Peter Sagan is an enigma among Tour de France riders who’ve worn the green jersey in recent history. Not since Laurent Jalabert won the points competition in 1995 has there been a green jersey contender who doesn’t just rely on scoring points in mass-sprint finishes—even though Sagan has become pretty adept at that exercise, as he showed in Valence on Friday. But like Jalabert three decades ago Sagan is also comfortable in the mountains.
Words: John Wilcockson/Images: James Startt
This past week in the French Alps, Sagan continued scoring points at intermediate sprints while his nearest challengers for the green jersey, Fernando Gaviria and Dylan Groenewegen, both dropped out of the Tour on Sunday’s stage to L’Alpe d’Huez, along with fellow sprinter André Greipel. None of those riders are capable of what Sagan has achieved in his career, such as winning weeklong stage races, including the Amgen Tour of California, Tour de Pologne and Giro di Sardegna.
The Tour organizers have tweaked the points allocation twice in the past eight years, trying to favor the “pure” sprinters by increasing a flat-stage win from 35 to 50 points, and increasing the intermediate sprint from six to 20 points. But Sagan has been able to adapt to those changes, winning the green jersey five straight times from 2012 to 2016; and last year, when he got (wrongly) thrown out of the race after three stages, he’d already won a stage and was lying third in the points competition, a few points behind Marcel Kittel and Arnaud Démare.
This year, Démare is now in third place in the race for green—but has an insurmountable points gap behind Sagan—while an out-of-sorts Kittel missed the time cut on the second alpine stage on Thursday, along with a far-from-fit Mark Cavendish. Alexander Kristoff, the man Sagan just out-sprinted to keep his rainbow jersey last year, is currently in second place in the points competition; but he too has only a remote, if not impossible, chance of catching Sagan by Paris.
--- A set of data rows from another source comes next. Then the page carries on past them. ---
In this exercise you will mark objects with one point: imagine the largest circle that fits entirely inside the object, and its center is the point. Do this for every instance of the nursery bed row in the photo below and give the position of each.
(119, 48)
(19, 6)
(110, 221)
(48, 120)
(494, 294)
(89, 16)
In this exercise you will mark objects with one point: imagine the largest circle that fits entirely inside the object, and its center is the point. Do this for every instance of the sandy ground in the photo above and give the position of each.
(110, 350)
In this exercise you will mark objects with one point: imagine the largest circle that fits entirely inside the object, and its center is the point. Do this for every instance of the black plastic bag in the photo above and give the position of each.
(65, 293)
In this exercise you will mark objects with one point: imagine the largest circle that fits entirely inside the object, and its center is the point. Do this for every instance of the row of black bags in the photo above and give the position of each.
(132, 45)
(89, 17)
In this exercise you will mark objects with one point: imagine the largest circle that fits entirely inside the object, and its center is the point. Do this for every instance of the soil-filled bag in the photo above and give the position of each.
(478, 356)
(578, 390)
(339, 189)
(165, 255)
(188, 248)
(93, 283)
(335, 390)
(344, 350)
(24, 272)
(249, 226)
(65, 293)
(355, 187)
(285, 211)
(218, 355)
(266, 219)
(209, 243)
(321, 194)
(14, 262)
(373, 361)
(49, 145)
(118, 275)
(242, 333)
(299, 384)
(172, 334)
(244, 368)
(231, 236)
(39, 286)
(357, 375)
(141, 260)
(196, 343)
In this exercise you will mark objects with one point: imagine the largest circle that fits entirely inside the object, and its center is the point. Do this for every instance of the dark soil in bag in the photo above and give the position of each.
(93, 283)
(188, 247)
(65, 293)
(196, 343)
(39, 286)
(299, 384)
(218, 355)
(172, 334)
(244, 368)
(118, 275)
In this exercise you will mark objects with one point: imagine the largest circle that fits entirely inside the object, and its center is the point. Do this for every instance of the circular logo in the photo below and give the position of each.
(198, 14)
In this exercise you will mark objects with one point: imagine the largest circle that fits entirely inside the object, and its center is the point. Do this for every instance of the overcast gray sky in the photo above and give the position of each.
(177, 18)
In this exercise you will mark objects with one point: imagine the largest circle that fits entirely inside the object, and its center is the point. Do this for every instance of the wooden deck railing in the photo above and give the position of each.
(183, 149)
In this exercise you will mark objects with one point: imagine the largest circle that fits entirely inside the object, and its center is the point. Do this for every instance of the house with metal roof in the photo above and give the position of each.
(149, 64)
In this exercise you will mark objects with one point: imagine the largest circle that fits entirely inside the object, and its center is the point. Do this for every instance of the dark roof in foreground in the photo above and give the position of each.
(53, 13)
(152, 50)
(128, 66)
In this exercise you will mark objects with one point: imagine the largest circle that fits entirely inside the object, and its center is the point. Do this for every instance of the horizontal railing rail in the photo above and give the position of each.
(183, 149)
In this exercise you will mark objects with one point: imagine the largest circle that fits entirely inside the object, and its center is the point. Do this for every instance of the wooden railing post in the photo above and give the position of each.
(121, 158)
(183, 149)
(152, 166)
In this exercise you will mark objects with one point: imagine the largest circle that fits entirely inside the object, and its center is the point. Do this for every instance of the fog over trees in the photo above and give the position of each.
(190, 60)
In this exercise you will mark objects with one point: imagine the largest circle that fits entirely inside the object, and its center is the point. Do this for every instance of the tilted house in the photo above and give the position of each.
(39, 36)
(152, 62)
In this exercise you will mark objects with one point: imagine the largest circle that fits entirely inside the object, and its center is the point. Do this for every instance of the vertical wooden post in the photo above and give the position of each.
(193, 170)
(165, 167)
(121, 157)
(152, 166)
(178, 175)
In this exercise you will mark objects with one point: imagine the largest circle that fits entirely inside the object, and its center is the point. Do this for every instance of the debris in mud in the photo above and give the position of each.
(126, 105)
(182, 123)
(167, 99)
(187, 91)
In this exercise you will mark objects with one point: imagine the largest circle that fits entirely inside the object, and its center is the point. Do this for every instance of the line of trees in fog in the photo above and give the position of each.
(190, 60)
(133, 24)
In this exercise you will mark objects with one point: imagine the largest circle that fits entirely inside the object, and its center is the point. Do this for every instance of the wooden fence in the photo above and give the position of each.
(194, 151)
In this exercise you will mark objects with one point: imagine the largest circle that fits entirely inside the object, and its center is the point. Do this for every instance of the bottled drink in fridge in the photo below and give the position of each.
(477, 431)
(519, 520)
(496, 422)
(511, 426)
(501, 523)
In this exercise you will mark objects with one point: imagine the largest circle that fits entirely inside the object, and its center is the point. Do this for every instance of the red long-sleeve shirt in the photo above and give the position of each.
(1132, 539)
Even so, after beating Kristoff and Démare to win stage 13 on Friday, Sagan said, “I have to be a bit closer to Paris before I can start doing a wheelie.”
Looking back through the list of green jersey champions since the “sprinters” competition was introduced to the Tour in 1953, it used to be almost routine for non-sprinters to take the green jersey. Among those who did win the competition include Sean Kelly and Freddy Maertens (who both won the Vuelta a España), along with Tour de France winners Bernard Hinault, Eddy Merckx, Jan Janssen and Ferdi Kübler. Sagan will never win a modern grand tour, but at age 28 Bora-Hansgrohe’s Slovak is already on target to equal the record of six green jerseys held by Germany’s Erik Zabel, who made his streak from 1996 to 2001.
Given his all-around strengths, Sagan can look forward to contesting at least three more stage wins at this Tour: at Carcassonne on Sunday, Pau next Thursday and the following Sunday in Paris—though he has yet to win on the Champs-Élysées. That would be the icing on the cake.